Antrag der Verteidigung abgelehnt

Das Gericht aber nicht. Es wies den Antrag zurück. Und die Begründung war genauso einleuchtend wie der Antrag der Verteidigung. Einerseits hatte der Bertdorf-Hönitzer schon seit dem ersten Urteil Zeit, die Schäden zu regulieren, andererseits war der Angeklagte bereits zum ersten Berufungstermin aufgefordert worden, den Nachweis des Schadenausgleichs nachzuweisen. Außerdem sah sich das Gericht außerstande, einen neuen Termin anzusetzen, nur weil sich der Verurteilte dahingehend eingelassen hat, die Schäden, immerhin etwa 6 000 Euro, bis zum 3. Juni auszugleichen. Zudem kann die Verteidigung das Geld auch nicht einfach so an die Gläubiger verteilen. Der 40-Jährige müsse selbst sagen, wie das vollzogen werden soll.

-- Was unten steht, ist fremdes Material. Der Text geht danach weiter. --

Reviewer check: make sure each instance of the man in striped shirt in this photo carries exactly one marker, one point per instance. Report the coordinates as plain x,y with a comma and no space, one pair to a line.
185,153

Den Ermittlungen nach ging es in zwei Fällen um Verkäufe über Ebay, wo er Mobiltelefone zum Verkauf anbot und die Käufer eine Anzahlung von insgesamt 300 Euro leisten ließ. Nur geliefert hatte der Verkäufer nicht. In einem anderen Fall orderte der Bertsdorf-Hörnitzer Waren im Wert von etwa 800 Euro, wobei er von Anfang an den Rechnungsbetrag nicht bezahlen wollte. Im vierten Fall mietete er einen Transporter für vier Tage, behielt das Fahrzeug aber um einiges länger und stellte es dann mit fast leerem Tank wieder ab. Der Schaden beläuft sich hier auf etwa 500 Euro. Der fünfte Fall betraf einen Pkw-Kaufvertrag. Auch da war der 40-Jährige dreist – und nutzte die fatale Leichtgläubigkeit des Verkäufers aus. Dieser vertraute dermaßen auf die vereinbarten 4 000 Euro, dass er dem Käufer das Fahrzeug samt Schlüssel und Papieren überließ, ohne überhaupt einen einzigen Cent zu sehen.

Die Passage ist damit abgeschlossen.